The requirement is to publish data captured at a snapshot date. The date has changed from 30 April 2017 to 5 April 2017. Whilst the snapshot must relate to pay at the end of April each year (starting 2017), the information ‘only’ needs to be published within 12 months of that date. That means that the last possible date for publishing information will be April 2018, leaving a reasonably long lead-in period for companies to consider what to say, and how to say it.
Pay information to be reported is gross pay calculated before deductions at source. The definition of pay has been tweaked in the new regulations and includes:
• basic pay;
• paid leave;
• shift premium pay; and
• pay for piecework.
Pay does not include:
• benefits in kind;
• redundancy pay; or
• other termination pay or payment in lieu of leave.
Bonus pay is included but has a separate definition in the new regulations. Commission is treated as bonus pay.
The basic obligations remain the same. Employers will need to publish:
• The difference in the mean and median pay of male and female employees;
• The difference in mean and median bonus pay of male and female employees;
• The proportions of male and female employees who were paid a bonus in the previous year; and
• The numbers of male and female employees employed in quartile pay bands.

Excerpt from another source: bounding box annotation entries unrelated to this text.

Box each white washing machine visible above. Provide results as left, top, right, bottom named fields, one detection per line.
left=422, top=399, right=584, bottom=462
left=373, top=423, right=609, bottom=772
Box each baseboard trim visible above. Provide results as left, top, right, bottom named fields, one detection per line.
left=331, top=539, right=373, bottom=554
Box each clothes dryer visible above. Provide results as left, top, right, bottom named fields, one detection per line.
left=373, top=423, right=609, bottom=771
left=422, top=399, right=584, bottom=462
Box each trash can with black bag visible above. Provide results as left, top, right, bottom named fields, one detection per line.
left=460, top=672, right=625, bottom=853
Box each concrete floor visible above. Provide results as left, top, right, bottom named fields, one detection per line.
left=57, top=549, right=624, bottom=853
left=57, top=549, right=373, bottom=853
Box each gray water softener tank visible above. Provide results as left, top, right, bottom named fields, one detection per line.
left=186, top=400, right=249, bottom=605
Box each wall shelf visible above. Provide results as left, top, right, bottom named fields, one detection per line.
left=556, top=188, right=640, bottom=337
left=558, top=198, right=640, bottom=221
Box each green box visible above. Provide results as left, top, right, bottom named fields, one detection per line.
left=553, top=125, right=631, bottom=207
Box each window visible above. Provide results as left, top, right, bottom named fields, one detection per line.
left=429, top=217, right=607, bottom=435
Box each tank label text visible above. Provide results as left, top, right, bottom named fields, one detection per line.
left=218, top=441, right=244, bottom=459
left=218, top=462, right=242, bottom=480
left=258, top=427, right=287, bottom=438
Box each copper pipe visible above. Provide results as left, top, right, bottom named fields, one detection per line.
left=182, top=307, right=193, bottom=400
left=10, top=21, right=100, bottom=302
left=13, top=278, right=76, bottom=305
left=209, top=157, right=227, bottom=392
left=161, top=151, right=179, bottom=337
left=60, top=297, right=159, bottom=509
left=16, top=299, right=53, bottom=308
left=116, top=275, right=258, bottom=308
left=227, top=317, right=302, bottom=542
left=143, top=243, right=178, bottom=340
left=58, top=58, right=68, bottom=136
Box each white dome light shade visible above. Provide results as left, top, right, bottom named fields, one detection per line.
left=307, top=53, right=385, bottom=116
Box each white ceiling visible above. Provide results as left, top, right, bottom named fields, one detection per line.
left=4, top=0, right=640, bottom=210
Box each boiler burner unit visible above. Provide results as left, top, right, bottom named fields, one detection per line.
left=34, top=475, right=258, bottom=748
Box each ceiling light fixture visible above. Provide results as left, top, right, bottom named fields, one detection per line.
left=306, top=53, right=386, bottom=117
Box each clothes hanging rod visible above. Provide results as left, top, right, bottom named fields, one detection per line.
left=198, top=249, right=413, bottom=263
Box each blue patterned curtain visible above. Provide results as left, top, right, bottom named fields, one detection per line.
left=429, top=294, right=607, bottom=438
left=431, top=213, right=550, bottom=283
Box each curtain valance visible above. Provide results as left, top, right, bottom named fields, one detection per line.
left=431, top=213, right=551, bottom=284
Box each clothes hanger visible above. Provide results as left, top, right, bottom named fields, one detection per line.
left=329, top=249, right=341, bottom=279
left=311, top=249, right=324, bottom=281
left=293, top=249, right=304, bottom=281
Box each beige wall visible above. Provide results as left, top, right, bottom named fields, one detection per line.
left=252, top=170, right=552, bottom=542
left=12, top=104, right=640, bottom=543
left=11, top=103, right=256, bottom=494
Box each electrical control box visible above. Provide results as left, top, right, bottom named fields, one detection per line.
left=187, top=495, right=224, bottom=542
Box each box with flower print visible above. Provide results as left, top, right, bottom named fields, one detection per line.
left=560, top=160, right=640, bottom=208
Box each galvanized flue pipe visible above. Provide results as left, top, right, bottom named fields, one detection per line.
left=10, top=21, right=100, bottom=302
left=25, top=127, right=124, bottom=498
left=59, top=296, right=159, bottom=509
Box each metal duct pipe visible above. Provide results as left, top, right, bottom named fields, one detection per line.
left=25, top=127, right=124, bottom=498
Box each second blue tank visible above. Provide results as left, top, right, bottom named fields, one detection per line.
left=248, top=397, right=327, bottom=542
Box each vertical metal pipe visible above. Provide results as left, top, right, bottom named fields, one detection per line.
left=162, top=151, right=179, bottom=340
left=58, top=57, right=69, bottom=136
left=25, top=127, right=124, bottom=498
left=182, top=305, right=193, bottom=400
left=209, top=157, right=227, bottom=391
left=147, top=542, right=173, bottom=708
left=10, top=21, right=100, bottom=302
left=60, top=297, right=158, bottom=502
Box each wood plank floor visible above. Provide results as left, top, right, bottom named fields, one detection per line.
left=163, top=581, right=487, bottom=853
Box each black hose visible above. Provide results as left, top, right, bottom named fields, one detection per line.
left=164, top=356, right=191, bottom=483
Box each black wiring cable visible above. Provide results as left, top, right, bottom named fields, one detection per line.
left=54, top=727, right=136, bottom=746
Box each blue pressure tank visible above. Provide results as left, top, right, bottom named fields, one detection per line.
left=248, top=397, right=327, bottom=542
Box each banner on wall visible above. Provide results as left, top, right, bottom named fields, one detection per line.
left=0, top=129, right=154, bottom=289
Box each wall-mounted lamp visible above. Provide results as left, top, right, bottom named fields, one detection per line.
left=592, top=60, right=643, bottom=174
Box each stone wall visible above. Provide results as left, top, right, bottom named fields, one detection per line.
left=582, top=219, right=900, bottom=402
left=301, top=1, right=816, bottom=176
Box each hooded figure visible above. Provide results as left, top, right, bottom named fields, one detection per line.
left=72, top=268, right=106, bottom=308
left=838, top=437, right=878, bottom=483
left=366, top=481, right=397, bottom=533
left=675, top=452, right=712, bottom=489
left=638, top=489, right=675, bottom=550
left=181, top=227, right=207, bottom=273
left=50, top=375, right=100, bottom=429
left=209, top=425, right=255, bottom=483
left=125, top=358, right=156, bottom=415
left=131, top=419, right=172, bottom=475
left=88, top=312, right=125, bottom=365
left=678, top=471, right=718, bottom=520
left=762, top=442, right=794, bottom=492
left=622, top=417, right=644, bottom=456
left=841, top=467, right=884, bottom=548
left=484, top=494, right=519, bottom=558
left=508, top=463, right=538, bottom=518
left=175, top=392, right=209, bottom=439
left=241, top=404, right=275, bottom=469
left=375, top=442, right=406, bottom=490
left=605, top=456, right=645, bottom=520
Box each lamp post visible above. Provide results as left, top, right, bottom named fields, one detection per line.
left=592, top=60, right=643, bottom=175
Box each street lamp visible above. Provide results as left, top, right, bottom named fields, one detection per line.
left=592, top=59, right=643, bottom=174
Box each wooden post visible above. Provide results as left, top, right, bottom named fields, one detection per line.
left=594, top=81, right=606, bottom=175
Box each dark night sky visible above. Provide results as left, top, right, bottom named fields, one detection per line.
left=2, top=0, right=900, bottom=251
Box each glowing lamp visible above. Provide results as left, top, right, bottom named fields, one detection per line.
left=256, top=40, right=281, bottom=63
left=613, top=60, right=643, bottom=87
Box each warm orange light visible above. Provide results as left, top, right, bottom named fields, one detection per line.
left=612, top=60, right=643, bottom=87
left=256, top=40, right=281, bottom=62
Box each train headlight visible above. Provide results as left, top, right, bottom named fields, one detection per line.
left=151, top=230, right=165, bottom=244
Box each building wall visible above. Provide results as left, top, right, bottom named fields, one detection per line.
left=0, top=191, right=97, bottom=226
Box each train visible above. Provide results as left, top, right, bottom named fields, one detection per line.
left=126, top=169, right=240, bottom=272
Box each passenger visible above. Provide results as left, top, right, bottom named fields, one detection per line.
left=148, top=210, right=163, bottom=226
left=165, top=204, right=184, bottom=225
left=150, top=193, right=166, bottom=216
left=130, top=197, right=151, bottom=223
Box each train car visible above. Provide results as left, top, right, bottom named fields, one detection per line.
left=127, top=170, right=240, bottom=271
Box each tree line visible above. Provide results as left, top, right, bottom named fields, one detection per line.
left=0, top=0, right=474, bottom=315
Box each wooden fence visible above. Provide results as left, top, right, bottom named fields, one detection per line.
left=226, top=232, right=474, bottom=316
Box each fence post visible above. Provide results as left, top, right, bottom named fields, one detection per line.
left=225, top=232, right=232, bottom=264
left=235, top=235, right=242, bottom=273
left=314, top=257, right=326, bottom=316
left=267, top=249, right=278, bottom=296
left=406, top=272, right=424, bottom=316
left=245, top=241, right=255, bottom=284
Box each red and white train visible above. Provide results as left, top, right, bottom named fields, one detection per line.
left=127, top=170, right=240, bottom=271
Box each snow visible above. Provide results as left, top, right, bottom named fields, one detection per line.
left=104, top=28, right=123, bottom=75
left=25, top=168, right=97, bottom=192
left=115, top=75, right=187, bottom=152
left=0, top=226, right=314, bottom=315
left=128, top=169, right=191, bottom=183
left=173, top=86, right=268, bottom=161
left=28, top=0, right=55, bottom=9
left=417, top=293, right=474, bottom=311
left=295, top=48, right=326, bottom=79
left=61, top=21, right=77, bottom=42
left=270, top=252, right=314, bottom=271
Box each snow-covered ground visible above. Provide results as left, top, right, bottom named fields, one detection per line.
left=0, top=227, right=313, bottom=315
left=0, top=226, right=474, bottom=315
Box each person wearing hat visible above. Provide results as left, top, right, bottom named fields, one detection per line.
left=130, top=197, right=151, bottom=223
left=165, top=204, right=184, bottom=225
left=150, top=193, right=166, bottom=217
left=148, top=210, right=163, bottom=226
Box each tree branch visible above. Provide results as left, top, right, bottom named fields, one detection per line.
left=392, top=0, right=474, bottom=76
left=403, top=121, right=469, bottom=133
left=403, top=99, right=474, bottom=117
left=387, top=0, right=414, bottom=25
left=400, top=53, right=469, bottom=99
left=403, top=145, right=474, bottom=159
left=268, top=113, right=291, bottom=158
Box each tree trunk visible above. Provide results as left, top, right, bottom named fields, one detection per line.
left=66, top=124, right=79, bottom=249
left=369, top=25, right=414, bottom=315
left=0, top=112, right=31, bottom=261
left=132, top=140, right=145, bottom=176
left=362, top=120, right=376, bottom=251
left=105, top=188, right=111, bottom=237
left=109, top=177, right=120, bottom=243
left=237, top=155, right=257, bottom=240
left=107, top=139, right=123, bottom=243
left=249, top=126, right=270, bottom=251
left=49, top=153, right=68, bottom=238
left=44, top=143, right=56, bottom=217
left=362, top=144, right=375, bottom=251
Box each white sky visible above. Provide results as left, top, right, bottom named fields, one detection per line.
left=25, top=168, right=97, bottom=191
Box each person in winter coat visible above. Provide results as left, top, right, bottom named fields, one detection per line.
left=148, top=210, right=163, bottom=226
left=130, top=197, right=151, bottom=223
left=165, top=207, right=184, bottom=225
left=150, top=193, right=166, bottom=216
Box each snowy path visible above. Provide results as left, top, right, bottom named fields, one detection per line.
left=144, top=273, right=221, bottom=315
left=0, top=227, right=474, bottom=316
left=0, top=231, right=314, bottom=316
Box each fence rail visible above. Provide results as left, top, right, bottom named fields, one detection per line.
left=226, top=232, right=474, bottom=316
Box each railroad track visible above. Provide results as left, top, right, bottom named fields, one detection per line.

The information must be published on the company’s website in a manner which is accessible to its employees and the public, for a period of at least 3 years. This information must be accompanied by a statement signed by a director (or similar for non-companies) which confirms that the information is accurate.
What does this mean for you or your business?
Employers will need to be aware of which individual will be caught by the regulations, and then work out how the information will be calculated and then published. This is no easy task so get thinking now.
Whilst the regulations do not expressly contain any sanctions for failure to comply with them, the explanatory notes state that a failure to comply with an obligation imposed by the regulations will constitute an ‘unlawful act’ within the meaning of section 34 Equality Act 2006. This means that the Equality and Human Rights Commission could take enforcement action.
What do you need to be doing now?
If your organisation meets the 250+ ‘employee’ threshold, start making plans now as to how you will capture the required information on gender pay reporting. No doubt there will be products readily available to offer a helping hand.
These notes have been prepared for the purpose of an article only. They should not be regarded as a substitute for taking legal advice.